We assemble in an anteroom. We are now about ten visitors. Myself, Elise at my side as my New York support system, and several members of the Tiger Foundation. They are conducting their annual site visit to the Hudson Link program, which they fund. I am piggybacking onto their site visit at the invitation of Sean Pica, who directs the organization and also sits on the board of the Sing Sing Prison Museum. Sean spent sixteen years inside this prison. Now released, he runs its higher education program, called Hudson Link.

We talk a bit nervously among ourselves. We are hosted by Sammy and Joel, a couple of the program’s staff, both of whom were formerly incarcerated at Sing Sing. I couldn’t be more impressed by these two men. Having mastered the contradictory worlds of prison and after prison, they seem to carry within themselves a guarded hope for incarcerated men and justice.

We are flanked by a few corrections officers. “Ladies first,” they insist as we are led through the prison grounds. It’s some kind of safety protocol to put the women at the front of the line. I find it a bit ridiculous, but I go along, of course. A prison visit isn’t really the place to whip out one’s politics of expanding gender identities. We pass through skinny staircases and a cavernous outdoor space framed by sloped grass and stone walls. It’s a medieval kind of place. Stone, steel, and a gorgeous view of the Hudson River. It’s cold and haunting. It’s beautiful, in a majestic castle kind of way. But not beautiful to anyone who has to live behind its bars.

We arrive at the education wing. A wide corridor leads to a few rooms with computer banks and classrooms. We enter a room and sit in a circle, in desks likely donated from an old high school. The fan runs loud. Someone pulls the cord to turn it off. As visitors, we sit in every other desk. A minute later, we are joined by a dozen men in dim blue prison clothes. They are welcoming. Each one shakes my hand. Tells me his name. We all settle in.

One man moderates the discussion. He sits across the circle from me. In a Rasta beanie, he is draped in self-assurance and self-taught leadership. There are questions about gangs, choices, physical danger, and substance abuse inside the prison. One man tells the story of choosing college over lifting weights in the yard because he grows tired of having nothing interesting to tell his family when they call. He is the youngest man in the room. Maybe twenty-five or so. He killed his stepfather to stop him from repeatedly hitting his mother. His step siblings are now free to thrive on the outside, and he is in prison. But he is getting his degree.


An old cell block at Sing Sing Correctional Facility in New York. Photo C. M. Stieglitz; Wikimedia Commons

The man to my right, the tallest person in the room at seven feet or so, tells me of turning down a three-year plea deal, going to trial, and receiving a sentence of twenty-five to life.
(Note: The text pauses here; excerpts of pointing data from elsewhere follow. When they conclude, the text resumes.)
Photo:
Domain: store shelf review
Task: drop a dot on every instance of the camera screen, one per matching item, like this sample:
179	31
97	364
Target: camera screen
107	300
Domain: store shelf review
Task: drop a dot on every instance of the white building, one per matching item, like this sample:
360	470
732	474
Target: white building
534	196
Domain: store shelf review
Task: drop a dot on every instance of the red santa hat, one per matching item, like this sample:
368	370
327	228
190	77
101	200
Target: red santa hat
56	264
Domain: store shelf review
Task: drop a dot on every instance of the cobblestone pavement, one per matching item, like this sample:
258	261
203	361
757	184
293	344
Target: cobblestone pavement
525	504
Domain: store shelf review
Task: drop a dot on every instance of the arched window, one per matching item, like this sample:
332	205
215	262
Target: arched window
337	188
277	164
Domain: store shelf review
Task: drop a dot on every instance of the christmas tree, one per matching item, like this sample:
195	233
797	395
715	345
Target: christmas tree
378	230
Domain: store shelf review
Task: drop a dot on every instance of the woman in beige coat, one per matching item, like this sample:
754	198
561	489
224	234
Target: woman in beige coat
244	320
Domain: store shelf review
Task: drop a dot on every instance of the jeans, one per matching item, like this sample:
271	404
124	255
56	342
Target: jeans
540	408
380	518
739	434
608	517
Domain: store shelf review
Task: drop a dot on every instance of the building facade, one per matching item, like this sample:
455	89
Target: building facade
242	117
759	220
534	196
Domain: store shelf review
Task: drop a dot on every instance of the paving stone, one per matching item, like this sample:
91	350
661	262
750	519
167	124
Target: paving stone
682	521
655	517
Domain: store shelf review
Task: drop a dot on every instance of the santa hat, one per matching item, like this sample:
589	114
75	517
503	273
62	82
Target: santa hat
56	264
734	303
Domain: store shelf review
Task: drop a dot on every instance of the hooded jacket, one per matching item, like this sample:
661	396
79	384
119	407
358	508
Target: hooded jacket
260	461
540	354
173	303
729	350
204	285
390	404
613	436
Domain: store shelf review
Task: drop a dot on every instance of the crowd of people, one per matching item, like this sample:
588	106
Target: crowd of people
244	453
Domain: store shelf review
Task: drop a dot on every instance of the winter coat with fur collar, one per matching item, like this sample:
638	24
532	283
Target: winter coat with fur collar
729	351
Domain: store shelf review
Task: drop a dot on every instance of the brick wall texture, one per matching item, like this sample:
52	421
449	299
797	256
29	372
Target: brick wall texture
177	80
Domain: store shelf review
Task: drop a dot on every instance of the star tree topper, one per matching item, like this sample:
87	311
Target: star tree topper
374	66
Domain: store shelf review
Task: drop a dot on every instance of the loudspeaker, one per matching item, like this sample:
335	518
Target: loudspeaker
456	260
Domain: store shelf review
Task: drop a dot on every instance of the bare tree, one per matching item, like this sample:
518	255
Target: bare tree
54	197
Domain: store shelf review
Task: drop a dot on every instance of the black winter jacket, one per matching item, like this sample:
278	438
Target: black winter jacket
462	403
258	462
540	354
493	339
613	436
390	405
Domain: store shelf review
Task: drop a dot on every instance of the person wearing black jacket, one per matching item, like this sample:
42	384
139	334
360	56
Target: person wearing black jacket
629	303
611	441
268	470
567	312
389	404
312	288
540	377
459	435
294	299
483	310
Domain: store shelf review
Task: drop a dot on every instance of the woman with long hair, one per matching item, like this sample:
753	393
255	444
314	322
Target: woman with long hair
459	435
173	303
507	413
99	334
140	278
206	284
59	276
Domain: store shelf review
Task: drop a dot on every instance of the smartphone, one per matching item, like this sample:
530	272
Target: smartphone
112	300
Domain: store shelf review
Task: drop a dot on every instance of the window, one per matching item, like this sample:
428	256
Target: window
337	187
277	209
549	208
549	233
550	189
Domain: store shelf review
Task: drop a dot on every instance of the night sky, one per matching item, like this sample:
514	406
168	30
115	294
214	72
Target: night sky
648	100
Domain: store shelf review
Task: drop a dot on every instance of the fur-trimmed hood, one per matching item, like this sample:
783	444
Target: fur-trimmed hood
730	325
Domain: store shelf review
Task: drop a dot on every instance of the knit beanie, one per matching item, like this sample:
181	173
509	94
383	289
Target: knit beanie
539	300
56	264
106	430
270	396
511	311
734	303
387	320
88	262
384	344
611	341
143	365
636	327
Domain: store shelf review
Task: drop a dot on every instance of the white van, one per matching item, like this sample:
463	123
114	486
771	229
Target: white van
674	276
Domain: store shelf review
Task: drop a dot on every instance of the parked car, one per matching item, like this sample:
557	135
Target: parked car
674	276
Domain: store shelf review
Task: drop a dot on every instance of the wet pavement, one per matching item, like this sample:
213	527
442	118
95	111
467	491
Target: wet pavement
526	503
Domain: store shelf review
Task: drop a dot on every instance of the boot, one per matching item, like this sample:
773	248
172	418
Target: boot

I have heard this kind of story a few times before. Our judicial system is nothing if not vindictive in the face of a challenge to its authority.

We sit together for the afternoon. Physically our hosts are tall. Energetically they are self-possessed. Like dancers, they claim every inch of their own physical space with self-knowledge. I know, from visiting my husband in federal prisons around the country over many years, that all prisoners are not like this. There is an exceptionalism in this room. A self-claimed internal freedom that no one can take away. Despite the locks. Despite stone walls. Despite the bars.

This is what education does. Not the education of the entitled, where Ivy Leagues and advanced degrees are a birthright, whether or not they are deserved. This is education as necessity. As journey toward something better, when the cramped cell in front of you is flooded with the absence of sovereignty. This is determining your own complex road, after mistakes or bad judgement or racism have gotten the better of you.

Sitting in this room, I fall in love. I am enchanted by the collective will I see in front of me — the will to harness what is useful in your own humanity, to leave bitterness behind, and to make something new happen. Something good. I applaud the visionaries here. I applaud the day-by-day tedious study. I dream of more rooms like this, and fewer prisons.